En effet, à travers l’histoire de Mathilde Leroy (Sophie Marceau), la façon dont elle va découvrir la prison, les autres détenues, les conditions de vie et ainsi les conséquences de l’acte qui l’ont conduit à cet endroit, la réalisatrice pose de vraies images sur un mot finalement presque banalisé ou galvaudé : la prison. En regardant LA TAULARDE ce n’est plus une idée, c’est une réalité, c’est ce qui attend celles qui commettrons crimes et délits par amour, par nécessité, par instinct de survie, par folie ou pour se comporter comme les caïds de la cité dont elles envient le pouvoir, de façon plus ou moins consciente. C’est la diversité des histoires et des femmes qui peuplent cette prison qui est touchante, parce qu’elles ne sont justement pas si éloignées de chacune d’entre nous. Parce qu’il ne s’agit pas que de jeunes filles nées au mauvais endroit. Le personnage de Mathilde est intéressant en cela, parce que c’est une professeure de lettres qui a agit en pleine conscience, par conviction, convaincue que ses motivations l’aideront à supporter la sentence et que le risque est maîtrisé. C’est d’ailleurs parce qu’elle incarne un personnage qui se rapproche de l’image que l’on a d’elle, et pas une délinquante de cité, que Sophie Marceau est crédible dans ce rôle qu’elle porte de façon bluffante.

« En regardant LA TAULARDE la prison n’est plus une idée, c’est une réalité : c’est ce qui attend celles qui commettrons crimes et délits par amour, par nécessité, par instinct de survie, par folie ou pour se comporter comme les caïds de la cité dont elles envient le pouvoir »

C’est ainsi qu’Audrey Estrougo suscite habilement l’empathie du spectateur. Elle sollicite notre humanité afin que l’on se garde autant que possible de juger ou condamner ces femmes. A tel point que l’on fini par vouloir les défendre, les sortir de cet enfer, qu’on souffre de les voir se mettre à nue (au propre comme au figuré) dans cet espace réduit, sale et hostile. On en vient même à oublier qu’elles ont toutes volontairement commis l’acte qui les a projetées ici, qu’à un moment donné elles ont fait le mauvais le choix, mais qu’elles avaient le choix…

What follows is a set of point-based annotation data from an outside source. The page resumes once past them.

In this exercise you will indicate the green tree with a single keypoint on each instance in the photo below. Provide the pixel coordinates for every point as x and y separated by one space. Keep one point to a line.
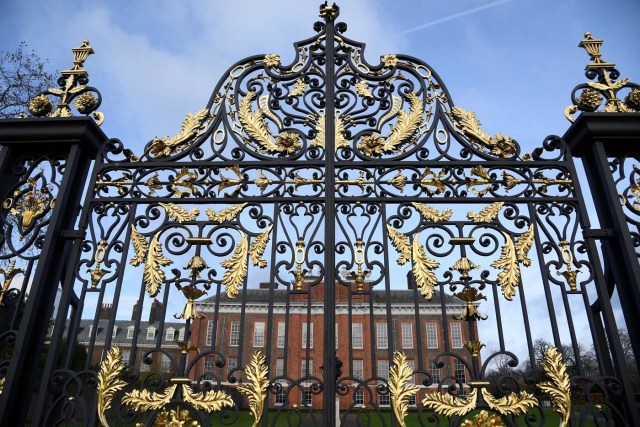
23 75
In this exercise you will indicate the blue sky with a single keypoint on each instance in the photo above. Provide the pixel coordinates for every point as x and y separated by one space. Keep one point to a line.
513 62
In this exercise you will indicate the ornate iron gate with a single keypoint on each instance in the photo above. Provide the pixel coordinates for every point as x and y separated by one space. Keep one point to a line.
328 242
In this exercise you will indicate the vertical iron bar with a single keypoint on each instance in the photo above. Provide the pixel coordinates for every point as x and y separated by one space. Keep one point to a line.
329 363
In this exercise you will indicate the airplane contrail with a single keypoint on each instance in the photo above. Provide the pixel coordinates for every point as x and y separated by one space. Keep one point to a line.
451 17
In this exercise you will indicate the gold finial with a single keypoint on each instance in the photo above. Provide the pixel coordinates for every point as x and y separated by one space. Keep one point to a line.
592 46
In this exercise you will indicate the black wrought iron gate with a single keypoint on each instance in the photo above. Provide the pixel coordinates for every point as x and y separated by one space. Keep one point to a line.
328 242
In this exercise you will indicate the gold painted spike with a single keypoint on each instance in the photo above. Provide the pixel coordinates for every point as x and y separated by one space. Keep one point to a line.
484 419
500 145
226 214
236 267
140 247
256 388
144 400
559 388
432 214
401 391
400 241
258 247
212 400
191 127
109 382
153 276
450 406
511 404
487 214
422 269
179 213
509 277
523 246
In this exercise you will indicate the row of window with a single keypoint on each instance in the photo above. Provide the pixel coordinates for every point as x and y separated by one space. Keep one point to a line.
306 369
357 337
170 334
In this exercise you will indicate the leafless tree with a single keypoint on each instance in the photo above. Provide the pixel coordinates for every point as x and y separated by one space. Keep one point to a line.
23 75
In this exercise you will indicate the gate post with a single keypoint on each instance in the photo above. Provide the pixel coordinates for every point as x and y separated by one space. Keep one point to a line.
76 140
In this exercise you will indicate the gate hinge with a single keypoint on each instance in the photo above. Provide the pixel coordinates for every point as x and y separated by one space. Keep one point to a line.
598 233
71 234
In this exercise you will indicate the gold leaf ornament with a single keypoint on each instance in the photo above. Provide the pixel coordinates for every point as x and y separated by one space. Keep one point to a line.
212 400
236 267
179 213
153 276
511 404
258 246
509 277
432 214
449 405
423 267
109 382
399 387
145 400
401 243
255 390
559 386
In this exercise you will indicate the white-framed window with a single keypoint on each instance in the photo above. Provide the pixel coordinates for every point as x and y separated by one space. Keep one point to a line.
359 397
307 398
281 397
459 371
456 335
279 367
432 335
435 372
234 336
383 369
209 365
407 335
382 338
356 335
307 327
411 364
258 334
232 363
384 400
306 372
209 339
280 341
358 369
165 363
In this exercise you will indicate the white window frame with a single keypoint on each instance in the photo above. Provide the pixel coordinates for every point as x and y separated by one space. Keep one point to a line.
382 337
432 335
234 333
209 336
357 339
258 334
280 342
407 335
456 335
304 334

On remarque également que les hommes sont physiquement absents mais psychologiquement très présents dans l’esprit et le parcours de toutes ces femmes. Le seul qui apparaisse, c’est Benjamin Siksou (Adrien Leroy, le fils de Mathilde Leroy). Un rôle sincèrement poignant qui permet d’équilibrer celui de Mathilde afin qu’elle ne soit pas une glorieuse et louable héroïne. C’est dans cette position de mère qui fait endurer l’inacceptable à son fils qu’on a finalement du mal à ne pas la juger, dans la mesure où elle l’entraîne dans sa chute et le culpabilise au lieu de le protéger (d’autant que l’une des scènes de parloirs est particulièrement difficile).

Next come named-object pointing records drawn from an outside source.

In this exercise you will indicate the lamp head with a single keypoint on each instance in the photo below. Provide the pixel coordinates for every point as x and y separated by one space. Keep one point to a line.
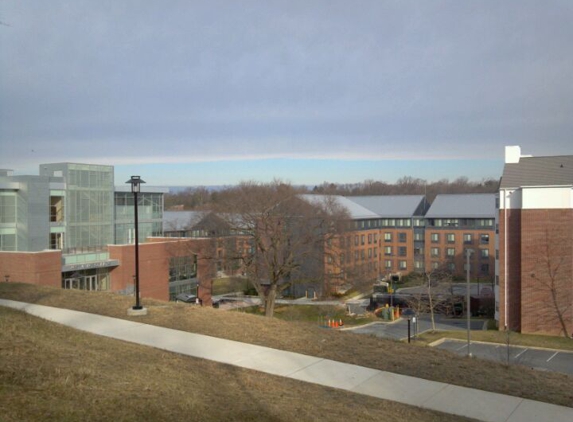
135 183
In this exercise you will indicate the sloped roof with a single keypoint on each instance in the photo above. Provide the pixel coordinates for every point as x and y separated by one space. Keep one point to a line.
355 210
393 206
538 171
473 205
180 220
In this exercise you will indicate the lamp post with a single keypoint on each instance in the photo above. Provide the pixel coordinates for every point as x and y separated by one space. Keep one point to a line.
468 253
136 182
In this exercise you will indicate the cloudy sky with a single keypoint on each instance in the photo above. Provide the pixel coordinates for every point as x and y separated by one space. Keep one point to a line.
218 91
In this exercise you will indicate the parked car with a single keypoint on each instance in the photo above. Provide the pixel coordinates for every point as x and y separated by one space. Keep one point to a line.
186 297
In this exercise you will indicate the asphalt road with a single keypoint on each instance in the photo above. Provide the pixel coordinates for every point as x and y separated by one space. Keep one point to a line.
399 330
547 360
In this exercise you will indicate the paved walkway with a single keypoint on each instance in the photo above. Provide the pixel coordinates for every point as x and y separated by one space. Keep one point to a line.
418 392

PHOTO: la taularde et son fils le laissé pour compte

Au milieu de ce huit-clos sordide, quelques moments de répit pourtant. Quelques instants un peu réconfortants qui résultent des amitiés ou de la solidarité qui peut se créer entre certaines détenues : se protéger réciproquement, discuter, se rassurer, se comprendre, rire parfois…mais cela reste résiduel : ne reste en tête que la férocité du microcosme.
Avec LA TAULARDE, Audrey Estrougo nous offre une palette de portraits féminins singuliers qui ne laissent pas insensibles (remarquablement interprétés par des comédiennes de choix telles que Suzanne Clément, Carole Franck, Anne Le Ny, etc…). Cela inclue toutes ces détenues aux histoires et personnalités si différentes mais aussi les gardiennes de prison, elles aussi quelque part enfermées mais par absence de choix cette fois. On comprend qu’elles tentent de supporter ce métier si difficile chacune a leur manière, qu’elles soient injustes et complexées, maternantes ou courageuses. La fin soignée contribue à en faire un film qualitatif et marquant. Quand au côté clairement dissuasif, il mériterait à lui seul que le film soit diffusé, si besoin est, dans des endroits sensibles où l’on serait tenté d’occulter les risques engendrés par certains actes de plus en plus répandus.